Что же остаётся тем исследователям, которые осознали этот факт? Необходимо изучать не абстракцию «литературы вообще», а всё поле дискурсивных практик, связанных с проблемой власти и обслуживающей её идеологии. Эти практики обнаруживают себя не только в «освящённой каноном» классике, но и в ток-шоу, бульварном чтиве, газетах и в новых медиа. Раскрытие такой «бытовой» идеологичности – одна из насущных задач современной литературной критики. Здесь идеи Иглтона сближаются с принципами сторонников деконструкции. Но он идёт дальше, рассматривая ряд сфер, в которых культурная и политическая деятельность тесно смыкаются.
Марксистское литературоведение могло бы так переформулировать знаменитый n-й тезис Маркса о Фейербахе: «Литературоведение лишь различным образом объясняло литературу, но дело заключается в том, чтобы изменить её». Критик вполне может принять участие в этом изменении, если пересмотрит свои шаблонные представления о центре и периферии литературного поля, тем более, что, как показывает Иглтон, карта литературного ландшафта постоянно перекраивается господствующей идеологией. Терри Иглтон призывает не только к «критической реакции» на идеологию медиа и общества потребления (такая реакция ограничена уже тем, что не обладает позитивной программой), но и к пересмотру сформировавшегося круга писательских имён, занявших литературный Олимп.
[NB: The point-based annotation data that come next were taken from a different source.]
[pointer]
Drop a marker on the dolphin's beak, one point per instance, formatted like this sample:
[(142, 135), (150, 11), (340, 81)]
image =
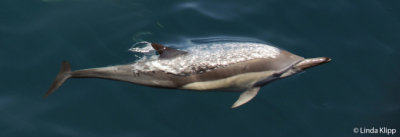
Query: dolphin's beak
[(311, 62)]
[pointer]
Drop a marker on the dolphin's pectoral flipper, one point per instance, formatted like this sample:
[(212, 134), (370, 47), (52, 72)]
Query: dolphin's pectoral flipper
[(64, 74), (165, 52), (246, 96)]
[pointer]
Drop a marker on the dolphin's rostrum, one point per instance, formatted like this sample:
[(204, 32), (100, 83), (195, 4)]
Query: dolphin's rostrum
[(233, 69)]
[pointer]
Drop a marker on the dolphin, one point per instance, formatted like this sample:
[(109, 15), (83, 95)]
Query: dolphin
[(244, 67)]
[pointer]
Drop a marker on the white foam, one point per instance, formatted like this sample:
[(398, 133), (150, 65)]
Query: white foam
[(205, 57)]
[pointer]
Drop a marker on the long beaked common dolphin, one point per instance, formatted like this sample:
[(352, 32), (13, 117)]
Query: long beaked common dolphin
[(243, 67)]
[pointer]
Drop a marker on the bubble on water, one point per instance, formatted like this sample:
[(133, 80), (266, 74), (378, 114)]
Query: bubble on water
[(206, 56)]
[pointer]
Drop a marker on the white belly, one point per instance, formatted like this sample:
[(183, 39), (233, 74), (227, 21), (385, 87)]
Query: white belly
[(239, 82)]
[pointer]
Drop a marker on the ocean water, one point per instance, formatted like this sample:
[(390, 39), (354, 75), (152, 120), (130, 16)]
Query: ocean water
[(358, 89)]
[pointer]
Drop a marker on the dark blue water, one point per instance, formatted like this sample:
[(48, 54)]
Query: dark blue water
[(359, 88)]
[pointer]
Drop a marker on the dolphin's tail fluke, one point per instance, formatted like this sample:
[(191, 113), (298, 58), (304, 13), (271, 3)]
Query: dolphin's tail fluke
[(64, 74)]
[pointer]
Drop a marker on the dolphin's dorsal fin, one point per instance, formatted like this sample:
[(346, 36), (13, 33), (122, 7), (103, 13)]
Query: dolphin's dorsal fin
[(166, 52), (246, 96)]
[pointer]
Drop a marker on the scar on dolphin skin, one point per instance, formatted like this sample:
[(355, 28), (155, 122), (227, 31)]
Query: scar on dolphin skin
[(245, 68)]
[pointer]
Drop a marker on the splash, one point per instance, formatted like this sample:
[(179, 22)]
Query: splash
[(206, 56)]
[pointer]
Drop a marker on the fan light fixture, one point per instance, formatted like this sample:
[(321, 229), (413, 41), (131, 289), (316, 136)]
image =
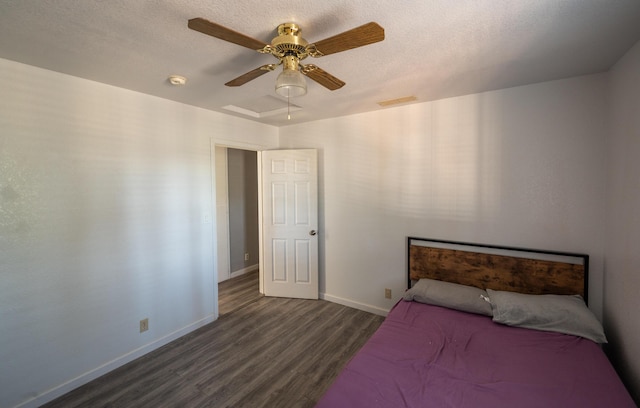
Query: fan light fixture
[(291, 82)]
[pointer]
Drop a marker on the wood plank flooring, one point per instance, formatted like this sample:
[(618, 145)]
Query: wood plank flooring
[(261, 352)]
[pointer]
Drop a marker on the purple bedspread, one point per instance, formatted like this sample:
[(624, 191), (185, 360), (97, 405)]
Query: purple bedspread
[(428, 356)]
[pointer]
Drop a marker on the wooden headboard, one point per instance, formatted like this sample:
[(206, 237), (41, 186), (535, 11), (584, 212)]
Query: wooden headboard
[(521, 270)]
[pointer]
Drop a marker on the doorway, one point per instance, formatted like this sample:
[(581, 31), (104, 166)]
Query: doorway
[(236, 212)]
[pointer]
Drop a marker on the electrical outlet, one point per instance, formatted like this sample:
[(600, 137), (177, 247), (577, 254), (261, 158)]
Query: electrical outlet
[(144, 325)]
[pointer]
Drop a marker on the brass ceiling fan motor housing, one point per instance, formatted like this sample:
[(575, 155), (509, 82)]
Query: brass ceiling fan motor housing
[(289, 42)]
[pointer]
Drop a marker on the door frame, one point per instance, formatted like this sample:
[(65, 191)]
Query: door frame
[(233, 144)]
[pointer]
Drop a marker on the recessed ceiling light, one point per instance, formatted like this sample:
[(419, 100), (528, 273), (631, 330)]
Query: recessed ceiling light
[(177, 80)]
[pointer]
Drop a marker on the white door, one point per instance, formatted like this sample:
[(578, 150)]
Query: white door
[(289, 224)]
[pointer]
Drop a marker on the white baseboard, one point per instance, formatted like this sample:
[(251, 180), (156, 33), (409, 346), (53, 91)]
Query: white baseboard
[(356, 305), (241, 272), (91, 375)]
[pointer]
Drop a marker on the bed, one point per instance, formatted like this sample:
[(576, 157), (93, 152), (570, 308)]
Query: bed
[(484, 326)]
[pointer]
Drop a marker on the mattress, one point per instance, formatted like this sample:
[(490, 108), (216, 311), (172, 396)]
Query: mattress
[(430, 356)]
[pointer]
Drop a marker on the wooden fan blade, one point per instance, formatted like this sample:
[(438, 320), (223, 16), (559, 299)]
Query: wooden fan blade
[(251, 75), (223, 33), (322, 77), (357, 37)]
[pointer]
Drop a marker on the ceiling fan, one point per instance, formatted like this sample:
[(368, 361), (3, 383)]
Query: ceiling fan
[(290, 48)]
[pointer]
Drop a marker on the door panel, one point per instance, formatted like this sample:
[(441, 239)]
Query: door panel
[(290, 209)]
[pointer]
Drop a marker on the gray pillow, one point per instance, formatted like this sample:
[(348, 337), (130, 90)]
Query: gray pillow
[(451, 295), (556, 313)]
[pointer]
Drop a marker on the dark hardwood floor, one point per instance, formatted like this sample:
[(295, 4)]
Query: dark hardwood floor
[(261, 352)]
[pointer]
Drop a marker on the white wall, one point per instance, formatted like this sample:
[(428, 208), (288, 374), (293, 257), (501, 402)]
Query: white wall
[(521, 167), (622, 262), (103, 196)]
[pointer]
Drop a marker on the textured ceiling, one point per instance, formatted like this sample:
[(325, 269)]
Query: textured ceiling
[(433, 48)]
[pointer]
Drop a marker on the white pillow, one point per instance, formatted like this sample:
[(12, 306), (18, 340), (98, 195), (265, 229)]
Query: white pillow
[(452, 295), (556, 313)]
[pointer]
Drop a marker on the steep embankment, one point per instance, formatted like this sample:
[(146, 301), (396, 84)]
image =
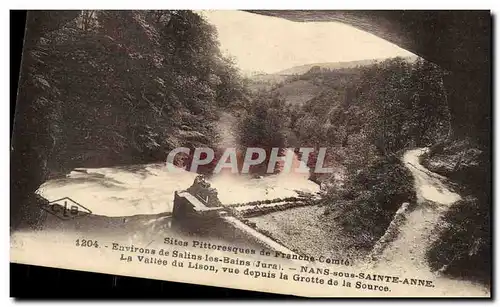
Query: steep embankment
[(406, 254)]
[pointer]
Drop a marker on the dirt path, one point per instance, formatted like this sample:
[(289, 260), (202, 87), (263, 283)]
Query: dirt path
[(226, 128)]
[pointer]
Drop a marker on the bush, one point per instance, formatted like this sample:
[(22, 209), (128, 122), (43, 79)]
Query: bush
[(370, 199), (463, 248)]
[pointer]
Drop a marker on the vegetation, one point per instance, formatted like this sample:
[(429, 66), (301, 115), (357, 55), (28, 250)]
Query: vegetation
[(365, 116), (463, 248)]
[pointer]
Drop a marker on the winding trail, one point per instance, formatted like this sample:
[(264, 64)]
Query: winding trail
[(406, 254)]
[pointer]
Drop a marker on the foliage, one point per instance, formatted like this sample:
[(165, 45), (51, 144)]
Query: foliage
[(113, 87)]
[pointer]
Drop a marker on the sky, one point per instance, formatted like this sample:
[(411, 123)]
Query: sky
[(269, 44)]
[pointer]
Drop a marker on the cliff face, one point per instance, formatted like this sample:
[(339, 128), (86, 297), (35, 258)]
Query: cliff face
[(103, 88)]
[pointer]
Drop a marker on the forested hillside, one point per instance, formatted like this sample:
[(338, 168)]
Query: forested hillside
[(112, 87), (366, 116)]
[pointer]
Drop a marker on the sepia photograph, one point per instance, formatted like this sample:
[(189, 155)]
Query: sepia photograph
[(316, 153)]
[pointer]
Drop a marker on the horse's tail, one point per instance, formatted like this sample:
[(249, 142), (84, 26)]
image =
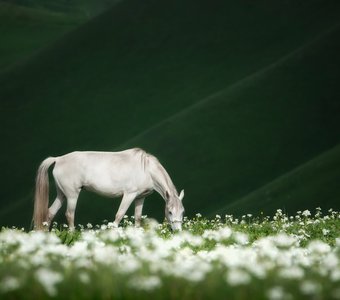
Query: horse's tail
[(40, 214)]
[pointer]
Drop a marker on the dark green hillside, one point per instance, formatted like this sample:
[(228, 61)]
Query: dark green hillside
[(256, 130), (229, 95), (27, 26), (316, 182), (24, 30)]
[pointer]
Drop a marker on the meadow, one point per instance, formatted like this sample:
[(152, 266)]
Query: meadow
[(252, 257)]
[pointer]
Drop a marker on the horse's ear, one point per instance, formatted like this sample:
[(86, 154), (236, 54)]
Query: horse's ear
[(181, 195)]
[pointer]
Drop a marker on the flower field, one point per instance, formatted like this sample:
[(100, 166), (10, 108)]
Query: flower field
[(277, 257)]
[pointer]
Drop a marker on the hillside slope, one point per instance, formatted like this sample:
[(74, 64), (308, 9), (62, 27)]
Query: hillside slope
[(25, 30), (256, 130), (228, 95), (316, 182)]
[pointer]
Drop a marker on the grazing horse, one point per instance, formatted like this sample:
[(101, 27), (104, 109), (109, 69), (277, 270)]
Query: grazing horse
[(132, 173)]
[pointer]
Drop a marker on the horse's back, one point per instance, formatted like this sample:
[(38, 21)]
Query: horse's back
[(106, 172)]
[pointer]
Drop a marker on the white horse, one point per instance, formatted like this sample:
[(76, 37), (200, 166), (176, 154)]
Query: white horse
[(132, 173)]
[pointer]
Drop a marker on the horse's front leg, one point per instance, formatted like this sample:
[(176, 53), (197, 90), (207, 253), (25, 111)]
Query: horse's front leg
[(138, 211), (123, 207)]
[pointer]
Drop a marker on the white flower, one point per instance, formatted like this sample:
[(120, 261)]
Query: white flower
[(238, 277), (318, 247), (309, 287), (48, 279), (9, 284), (292, 273), (145, 283), (276, 293), (241, 238)]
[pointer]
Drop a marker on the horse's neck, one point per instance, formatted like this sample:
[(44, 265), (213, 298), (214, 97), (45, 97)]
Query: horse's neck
[(161, 179)]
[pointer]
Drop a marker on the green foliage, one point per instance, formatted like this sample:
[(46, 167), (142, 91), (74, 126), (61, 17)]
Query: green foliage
[(252, 257), (230, 96)]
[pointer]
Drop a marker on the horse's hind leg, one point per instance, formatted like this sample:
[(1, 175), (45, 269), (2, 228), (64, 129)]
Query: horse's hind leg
[(56, 205), (138, 211), (123, 207), (70, 211)]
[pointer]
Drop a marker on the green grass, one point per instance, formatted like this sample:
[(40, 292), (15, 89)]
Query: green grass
[(27, 27), (252, 257), (229, 96), (317, 180)]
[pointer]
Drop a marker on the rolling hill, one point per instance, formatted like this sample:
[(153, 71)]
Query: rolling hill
[(28, 26), (229, 96)]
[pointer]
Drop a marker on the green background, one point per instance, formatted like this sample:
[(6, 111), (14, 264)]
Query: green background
[(239, 100)]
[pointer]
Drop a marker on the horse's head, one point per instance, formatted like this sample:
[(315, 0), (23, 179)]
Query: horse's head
[(174, 210)]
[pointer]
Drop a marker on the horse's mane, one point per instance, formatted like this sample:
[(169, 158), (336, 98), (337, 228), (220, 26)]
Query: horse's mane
[(152, 164)]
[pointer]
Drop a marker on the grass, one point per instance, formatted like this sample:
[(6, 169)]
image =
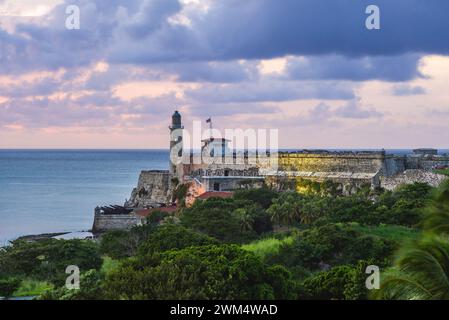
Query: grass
[(30, 288), (442, 171), (390, 232), (109, 264), (267, 246)]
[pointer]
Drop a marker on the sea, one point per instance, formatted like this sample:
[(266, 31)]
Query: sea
[(55, 191), (52, 191)]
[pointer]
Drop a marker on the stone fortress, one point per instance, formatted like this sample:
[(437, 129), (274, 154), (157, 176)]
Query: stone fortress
[(224, 170)]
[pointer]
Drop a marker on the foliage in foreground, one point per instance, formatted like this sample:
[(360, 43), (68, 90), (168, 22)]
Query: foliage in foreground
[(421, 269), (211, 272), (47, 260)]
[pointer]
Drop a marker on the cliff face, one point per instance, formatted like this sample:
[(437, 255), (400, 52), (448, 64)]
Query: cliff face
[(154, 188)]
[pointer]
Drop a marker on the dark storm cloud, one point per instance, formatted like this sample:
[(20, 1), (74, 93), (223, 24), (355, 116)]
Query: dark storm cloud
[(407, 90), (138, 32), (385, 68), (258, 29), (271, 91)]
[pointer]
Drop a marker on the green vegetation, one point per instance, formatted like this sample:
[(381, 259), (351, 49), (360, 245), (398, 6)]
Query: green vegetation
[(389, 232), (234, 249), (420, 270), (32, 288), (47, 260), (210, 272), (269, 246)]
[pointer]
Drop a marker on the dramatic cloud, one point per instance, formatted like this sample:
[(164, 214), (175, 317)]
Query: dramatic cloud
[(386, 68), (134, 61), (407, 90), (271, 91)]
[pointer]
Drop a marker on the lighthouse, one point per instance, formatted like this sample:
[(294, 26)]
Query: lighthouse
[(176, 129)]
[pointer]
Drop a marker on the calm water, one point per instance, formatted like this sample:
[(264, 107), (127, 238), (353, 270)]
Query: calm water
[(52, 191), (48, 191)]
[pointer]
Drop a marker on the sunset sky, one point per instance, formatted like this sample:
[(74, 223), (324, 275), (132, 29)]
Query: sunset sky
[(309, 68)]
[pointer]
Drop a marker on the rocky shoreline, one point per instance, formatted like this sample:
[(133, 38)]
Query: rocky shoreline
[(55, 235)]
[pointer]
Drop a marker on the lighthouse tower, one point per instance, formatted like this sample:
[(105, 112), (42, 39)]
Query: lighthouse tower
[(176, 129)]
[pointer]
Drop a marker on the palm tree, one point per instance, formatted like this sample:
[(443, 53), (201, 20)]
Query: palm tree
[(437, 214), (421, 269), (246, 219), (421, 272)]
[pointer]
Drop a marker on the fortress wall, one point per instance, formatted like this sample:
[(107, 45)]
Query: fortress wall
[(153, 187), (427, 163), (412, 176), (332, 162), (103, 223), (394, 165)]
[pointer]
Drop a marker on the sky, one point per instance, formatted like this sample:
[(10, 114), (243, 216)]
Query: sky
[(309, 68)]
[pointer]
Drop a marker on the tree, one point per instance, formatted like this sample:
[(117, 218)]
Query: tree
[(421, 272), (121, 244), (91, 288), (421, 269), (172, 236), (8, 287), (48, 259), (197, 273), (218, 219), (286, 209), (262, 196), (246, 219)]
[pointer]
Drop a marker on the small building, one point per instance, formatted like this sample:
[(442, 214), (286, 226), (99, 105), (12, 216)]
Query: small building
[(426, 152)]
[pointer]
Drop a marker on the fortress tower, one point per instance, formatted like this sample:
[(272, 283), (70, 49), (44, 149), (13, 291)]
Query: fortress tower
[(176, 129)]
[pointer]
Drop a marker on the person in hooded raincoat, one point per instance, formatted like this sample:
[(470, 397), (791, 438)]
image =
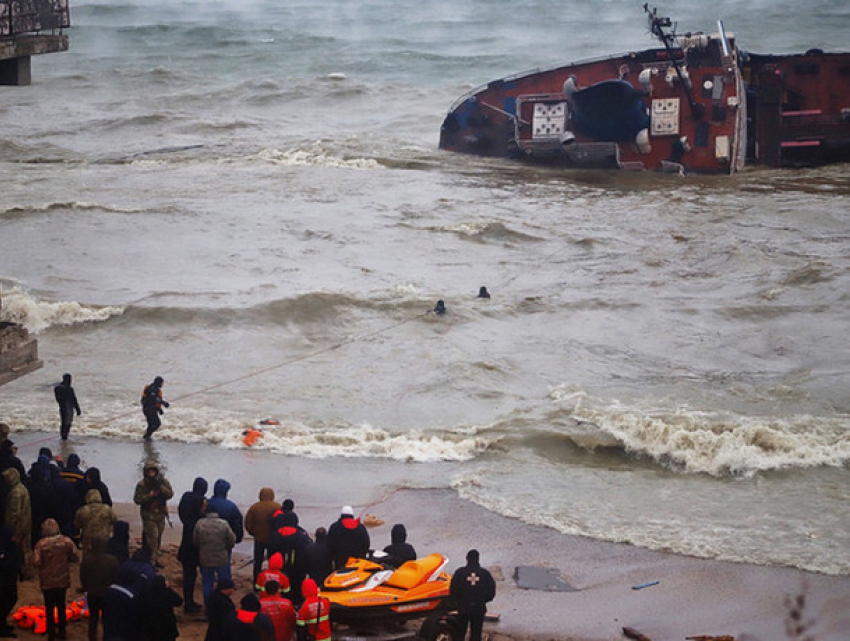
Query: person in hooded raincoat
[(347, 537), (190, 509), (258, 525), (400, 550)]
Для этого нужно не просто критически оценить эти имена, но и заняться прежде маргинальными и вторичными сферами литературоведения: женским движением в его влиянии на литературный процесс, а также «интенсивно формирующимся движением писателей рабочего класса», молчавших «в течение многих поколений» [11] . Читатель и критик должны не просто усомниться в непререкаемости литературных авторитетов, но и поставить под вопрос незыблемость социального порядка, ущемляющего интересы больших социальных групп и классов. Подчас такой порядок кажется неизменным именно за счёт своих идеологических подпорок, в том числе литературы – в той форме, в которой мы её знаем.
11
Наст. изд. С. 255.
Елена Бучкина
Чарльзу Суонну и Реймонду Уильямсу [12]
ПРЕДИСЛОВИЕ КО ВТОРОМУ ИЗДАНИЮ
Эта книга – попытка сделать современную теорию литературы доступной и привлекательной для максимально широкого круга читателей. Я рад сообщить, что после выхода в свет в 1983 году она изучалась юристами с тем же интересом, что и литературными критиками, а антропологами – так же, как и теоретиками культуры. Пожалуй, в некотором смысле тут нет ничего особенно удивительного. Ведь сама книга пытается показать, что в действительности не существует никакой «теории литературы» в том смысле, что нет фундаментальных посылок, которые исходили бы единственно из литературы или были бы применимы лишь к ней одной. Ни один из подходов, отражённых здесь, – от феноменологии и семиотики до структурализма и психоанализа – не относится только к литературе. Наоборот, все они возникли в иных областях гуманитарных наук, и их общие выводы лежат за границами литературы как таковой. Это, как мне представляется, стало одной из причин популярности книги, а также одной из причин, делающих её переиздание необходимым. Но я был поражён ещё и количеством далёких от науки читателей, которых она привлекла. В отличие от большинства такого рода работ, ей удалось найти своего читателя за пределами университета, и это особенно интересно в свете так называемой «элитарности» теории литературы. Даже если это трудный, «эзотерический» язык, он всё равно кажется интересным людям, никогда не бывавшим в стенах университета. И если так оно и есть, кто-то в этих стенах из отвергающих теорию за её «эзотеричность» должен задуматься. В любом случае обнадёживает то, что в эпоху постмодернизма, когда от смысла, как и от всего остального, ждут, что он будет моментально годен к употреблению, есть люди, находящие, что необходима работа по поиску новых способов говорить о литературе.
12
Чарльз Суонн – профессор литературы в университете г. Кил в Великобритании, друг и единомышленник Иглтона; Реймонд Уильямс – крупный британский культуролог и литературовед, марксист, чьи теории существенно повлияли на взгляды Иглтона, Суонна и других исследователей.